28 miliardi di euro, l’1,5% del Pil. A tanto ammonterebbe ciò che l’economia italiana ha perso per l’incapacità di trovare manodopera adeguata. “Incapacità”, anche se i donatori di lavoro e di magro salario parlano di “impossibilità”. E insistono a chiedersi le ragioni di questa difficoltà di incrociare domanda e offerta di lavoro. Anche se è sufficiente leggere le cifre che loro stessi forniscono per comprendere le ragioni di questa situazione. Unite alle cifre ufficiali fornite dal governo e dai vari organismi.
Il primo dato è quello del record di occupati a fronte della crescita zero del PIL. Significa, semplicemente, lavoro povero, sempre più povero. In caso contrario nuovi occupati farebbero crescere il Pil italiano. Ma i lamentosi sorvolano su questo aspetto.
Mentre, tra le cause delle difficoltà del mercato del lavoro indicano l’invecchiamento degli occupati. Verissimo.
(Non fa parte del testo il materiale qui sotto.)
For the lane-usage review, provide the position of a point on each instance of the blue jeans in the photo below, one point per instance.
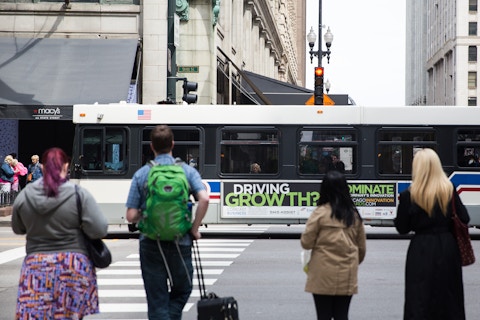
(165, 304)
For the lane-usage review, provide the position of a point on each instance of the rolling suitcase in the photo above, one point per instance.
(210, 306)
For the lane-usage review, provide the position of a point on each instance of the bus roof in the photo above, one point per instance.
(123, 113)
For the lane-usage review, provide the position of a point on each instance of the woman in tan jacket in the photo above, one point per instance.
(335, 234)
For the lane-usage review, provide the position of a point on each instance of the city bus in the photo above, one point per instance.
(265, 164)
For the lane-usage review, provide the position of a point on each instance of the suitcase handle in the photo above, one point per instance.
(198, 267)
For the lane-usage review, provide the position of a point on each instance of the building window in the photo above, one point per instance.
(472, 5)
(472, 28)
(472, 101)
(472, 54)
(472, 80)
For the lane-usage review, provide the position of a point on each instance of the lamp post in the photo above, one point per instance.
(327, 85)
(311, 38)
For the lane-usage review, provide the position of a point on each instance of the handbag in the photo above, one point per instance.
(96, 248)
(462, 236)
(305, 255)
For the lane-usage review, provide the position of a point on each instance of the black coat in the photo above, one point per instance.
(433, 273)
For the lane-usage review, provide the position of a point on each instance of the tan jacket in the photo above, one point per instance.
(336, 253)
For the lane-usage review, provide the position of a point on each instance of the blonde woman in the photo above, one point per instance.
(433, 273)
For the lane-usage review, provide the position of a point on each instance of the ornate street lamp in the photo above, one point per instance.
(312, 37)
(327, 85)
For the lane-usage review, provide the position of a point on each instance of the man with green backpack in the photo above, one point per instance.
(158, 202)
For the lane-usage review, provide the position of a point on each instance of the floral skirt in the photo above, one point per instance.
(57, 286)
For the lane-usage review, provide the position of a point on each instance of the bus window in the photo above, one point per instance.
(187, 146)
(249, 151)
(321, 150)
(397, 146)
(104, 149)
(468, 148)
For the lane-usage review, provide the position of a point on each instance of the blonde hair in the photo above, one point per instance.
(430, 184)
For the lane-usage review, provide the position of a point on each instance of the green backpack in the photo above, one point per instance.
(167, 216)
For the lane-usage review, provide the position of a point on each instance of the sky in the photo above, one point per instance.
(367, 59)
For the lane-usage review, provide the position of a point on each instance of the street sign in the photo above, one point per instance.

Tra il 2012 e il 2022 gli occupati anziani, con più di 50 anni, sono aumentati di quasi tre milioni, passando dai 6,3 milioni del 2012 ai 9 milioni del 2022. L’incremento è stato del 42,4%, e oggi la classe d’età over 50 rappresenta una quota pari al 39% sul totale dell’occupazione (era il 28,4% nel 2012). Sempre nel 2022 risultavano ancora occupati 687mila individui con un’età uguale o superiore ai 65 anni. Tra il 2012 e il 2022 la componente più anziana è, di fatto, cresciuta del 72,2%. Qualcuno dei donatori di lavoro e di lamentele ha chiesto ai dipendenti se preferiscono restare in azienda o se vorrebbero andarsene in pensione con un assegno mensile decente? In Italia si alza l’età per la pensione e poi ci si lamenta perché i lavoratori sono anziani. Far pace con il cervello è pretendere troppo..
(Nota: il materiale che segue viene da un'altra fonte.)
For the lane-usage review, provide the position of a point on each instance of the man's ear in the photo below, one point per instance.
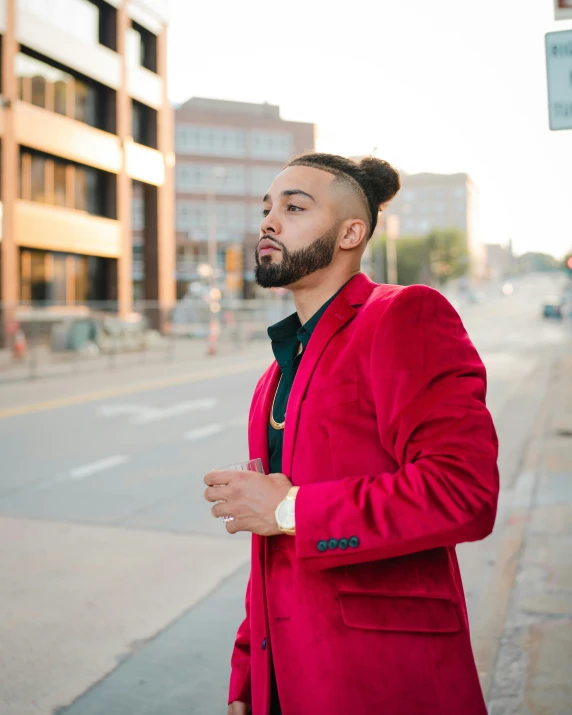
(354, 234)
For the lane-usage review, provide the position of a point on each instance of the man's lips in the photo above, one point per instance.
(265, 247)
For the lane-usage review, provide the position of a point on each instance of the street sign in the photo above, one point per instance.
(562, 9)
(559, 75)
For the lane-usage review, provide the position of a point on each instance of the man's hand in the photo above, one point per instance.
(250, 498)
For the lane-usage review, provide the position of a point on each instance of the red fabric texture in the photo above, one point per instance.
(388, 436)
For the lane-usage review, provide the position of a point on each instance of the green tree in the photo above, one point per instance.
(448, 254)
(430, 260)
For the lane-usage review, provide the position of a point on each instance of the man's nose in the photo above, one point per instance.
(270, 224)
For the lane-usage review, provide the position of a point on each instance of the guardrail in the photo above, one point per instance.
(41, 339)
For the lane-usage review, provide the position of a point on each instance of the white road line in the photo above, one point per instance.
(143, 414)
(153, 415)
(201, 432)
(85, 470)
(241, 421)
(88, 469)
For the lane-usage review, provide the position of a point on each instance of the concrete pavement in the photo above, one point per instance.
(533, 658)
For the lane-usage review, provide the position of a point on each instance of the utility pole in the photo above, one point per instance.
(392, 233)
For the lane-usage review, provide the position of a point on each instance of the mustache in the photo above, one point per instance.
(275, 241)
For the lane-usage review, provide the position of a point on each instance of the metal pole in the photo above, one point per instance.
(392, 234)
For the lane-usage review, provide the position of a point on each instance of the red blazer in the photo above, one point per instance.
(389, 438)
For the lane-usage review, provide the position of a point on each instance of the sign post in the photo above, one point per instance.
(559, 75)
(563, 9)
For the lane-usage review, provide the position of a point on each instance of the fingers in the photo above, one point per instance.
(220, 476)
(222, 509)
(213, 494)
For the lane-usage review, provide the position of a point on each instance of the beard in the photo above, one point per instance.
(295, 265)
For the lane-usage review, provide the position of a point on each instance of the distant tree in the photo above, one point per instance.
(431, 260)
(535, 261)
(448, 254)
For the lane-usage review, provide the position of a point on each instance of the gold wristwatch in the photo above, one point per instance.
(285, 513)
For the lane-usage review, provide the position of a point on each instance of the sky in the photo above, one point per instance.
(443, 86)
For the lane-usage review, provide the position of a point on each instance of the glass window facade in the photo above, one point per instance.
(63, 278)
(58, 91)
(52, 180)
(144, 124)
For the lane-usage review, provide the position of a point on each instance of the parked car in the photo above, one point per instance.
(553, 307)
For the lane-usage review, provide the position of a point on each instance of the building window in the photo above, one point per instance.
(52, 180)
(209, 141)
(261, 179)
(210, 178)
(271, 145)
(141, 47)
(38, 192)
(38, 97)
(254, 217)
(60, 190)
(228, 218)
(144, 124)
(63, 278)
(85, 103)
(59, 91)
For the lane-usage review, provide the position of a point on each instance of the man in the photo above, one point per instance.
(381, 457)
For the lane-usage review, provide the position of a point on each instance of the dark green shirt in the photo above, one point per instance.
(286, 337)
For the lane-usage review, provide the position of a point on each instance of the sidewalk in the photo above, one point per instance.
(528, 671)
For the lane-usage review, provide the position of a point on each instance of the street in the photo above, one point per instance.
(119, 593)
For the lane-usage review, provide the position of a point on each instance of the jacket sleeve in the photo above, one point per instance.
(428, 385)
(240, 688)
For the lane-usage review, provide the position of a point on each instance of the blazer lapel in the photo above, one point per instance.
(258, 423)
(338, 314)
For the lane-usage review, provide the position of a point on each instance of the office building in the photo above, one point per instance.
(87, 158)
(228, 154)
(428, 202)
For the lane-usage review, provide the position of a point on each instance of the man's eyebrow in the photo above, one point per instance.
(292, 192)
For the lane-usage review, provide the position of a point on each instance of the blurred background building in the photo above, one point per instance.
(228, 154)
(87, 160)
(433, 202)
Una delle conseguenze della genialata Fornero, confermata dai suoi emuli, è la riduzione degli occupati più giovani. Tra il 2012 e il 2022 i 15-34enni occupati si riducono, in termini assoluti, di 361mila unità. In termini relativi la variazione negativa è di 6,5%. La quota dei giovani fra gli occupati passa dal 25,1% del 2012 al 22,6%. Ma è anche vero che la denatalità riduce la platea disponibile dei giovani. A cui si aggiunge la fuga di 150mila giovani ogni anno, attratti da lavori meglio retribuiti appena superato il confine.
La dimostrazione che l’incapacità di trovare manodopera adeguata è legata alla gestione aziendale arriva da un altro dato fornito dall’indagine di Confcooperative. Nel 2022 i lavoratori dipendenti che si sono dimessi sono stati 1.047.000. Di questi circa 700.000 (sette su dieci) si sono ricollocati nel giro di tre mesi. Nel 2019 le dimissioni volontarie interessavano poco più di 810.000 lavoratori.
Dunque aumenta l’insoddisfazione per il riconoscimento del proprio lavoro e si sceglie di trovare un’occupazione migliore e più retribuita. Però gli imprenditori italiani fingono di non capirlo e insistono sulla necessità di aumentare il numero dei migranti, a prescindere dalla competenza dei nuovi arrivati. Un confronto, sul tema, si svolgerà sabato 11 novembre a Pergine Valsugana, organizzato dalla Fondazione Nodo di Gordio.